Michael Chabon, The Yiddish Policeman's Union
We had some folks over for a semi-impromptu dinner the other night, and I decided that, rather than continue to borrow Andy's Korean cookbook every couple of months and then forget I had it, I would return the cookbook once and for all, and commemorate the occasion by actually cooking some things out of it. And invite him over to eat it, since he's actually spent some time in Korea and would have some idea about accuracy.
So, I decided to try bibimbap (eG thread here) for the first time, since it seems to be one of those dishes that people get hooked on, and you know me, I can't help but enjoy getting hooked on all manner of things.
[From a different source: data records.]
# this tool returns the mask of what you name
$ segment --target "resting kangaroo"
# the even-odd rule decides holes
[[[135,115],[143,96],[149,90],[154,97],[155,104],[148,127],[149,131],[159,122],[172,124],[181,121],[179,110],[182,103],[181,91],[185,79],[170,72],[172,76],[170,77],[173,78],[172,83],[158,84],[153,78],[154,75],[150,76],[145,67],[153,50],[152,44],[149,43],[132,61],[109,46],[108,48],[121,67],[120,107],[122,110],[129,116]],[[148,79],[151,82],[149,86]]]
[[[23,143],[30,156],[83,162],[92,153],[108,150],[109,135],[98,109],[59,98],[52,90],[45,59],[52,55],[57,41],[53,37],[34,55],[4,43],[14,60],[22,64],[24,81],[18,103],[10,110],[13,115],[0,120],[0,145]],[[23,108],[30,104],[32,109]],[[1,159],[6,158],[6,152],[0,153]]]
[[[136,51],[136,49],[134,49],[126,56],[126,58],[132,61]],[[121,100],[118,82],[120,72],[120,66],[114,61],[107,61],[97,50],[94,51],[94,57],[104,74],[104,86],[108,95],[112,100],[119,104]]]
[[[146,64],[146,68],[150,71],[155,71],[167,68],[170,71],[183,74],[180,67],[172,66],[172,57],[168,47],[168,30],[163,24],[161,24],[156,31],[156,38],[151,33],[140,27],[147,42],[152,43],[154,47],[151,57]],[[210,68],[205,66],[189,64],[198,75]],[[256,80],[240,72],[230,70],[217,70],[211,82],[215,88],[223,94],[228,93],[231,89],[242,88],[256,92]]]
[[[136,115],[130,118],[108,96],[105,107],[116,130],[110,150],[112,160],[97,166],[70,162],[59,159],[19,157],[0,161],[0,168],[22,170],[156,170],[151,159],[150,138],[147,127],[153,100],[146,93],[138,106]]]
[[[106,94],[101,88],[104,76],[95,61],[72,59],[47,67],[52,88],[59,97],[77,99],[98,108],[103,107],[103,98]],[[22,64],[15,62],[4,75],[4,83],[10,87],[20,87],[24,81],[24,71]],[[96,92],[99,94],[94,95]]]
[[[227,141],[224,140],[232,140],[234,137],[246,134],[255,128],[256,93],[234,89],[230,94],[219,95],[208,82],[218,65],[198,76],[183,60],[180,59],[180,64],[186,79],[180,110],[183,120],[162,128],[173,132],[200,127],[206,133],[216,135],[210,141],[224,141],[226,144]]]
When I told Klary that I was making bibimbap, she told me to "be careful, this could turn into a very healthy dinner," and I quickly realized she was absolutely correct. So we added donuts to the menu (hoddeok).
The bibimbap was fun to make, essentially very easy, and yes...healthy. It also provided a useful cooking lesson, in that the cooked vegetables were prepared with almost exclusively sesame oil, salt and garlic, with no soy sauce at all. I didn't realize that this was an option: it's actually way more multi-dimensional on the tongue than using soy sauce as the salty element, and more effectively highlights the natural flavors of the vegetables themselves, and in more distinctive ways. Me likey.
We used carrots, zucchini, gai lan, pak soi (each cooked separately and then separately dressed with sesame oil, salt, and garlic), mung bean sprouts (same dressing plus a little rice vinegar and a surprising amount of sugar) and bulgogi. We served it over our standard, completely non-traditional bulgur recipe: a little butter and a little soy sauce, sprinkled with furikake. We almost never make white rice anymore, it just seems to lose on every front in a direct comparison with bulgur: taste, texture, nutrition.
We also did pa jeon, scallion pancakes with minced shellfish (we used crayfish/rivierkreeften). These were good, I think they could've been better with more shellfish. And the dipping sauce recipe I used failed a last minute taste test and had to be scrapped in favor of a diluted soy sauce and sesame oil thing with a dash of black vinegar. Anyway, I'd like to try them again.
And then Mara, in addition to actually cooking the bulgur and pa jeon, decided to go nuts and bust out some hoddoek. I love it when she does this: I dive into an ambitious cooking project and she jumps right after me into the dessert end of the pool.
Hoddeok are donuts, like Chabon's shtekeleh above, that are not overly sweet, and sometimes rolled in sugar after they're fried. The molten center can contain a variety of fillings: ours contained either brown sugar and cinnamon, or honey and peanuts.
You know this, but I'll say it anyway: there's nothing like a hot donut. These were excellent, and yes, dipping them in a hot breakfast liquid the next day yielded shtekeleh-esque results.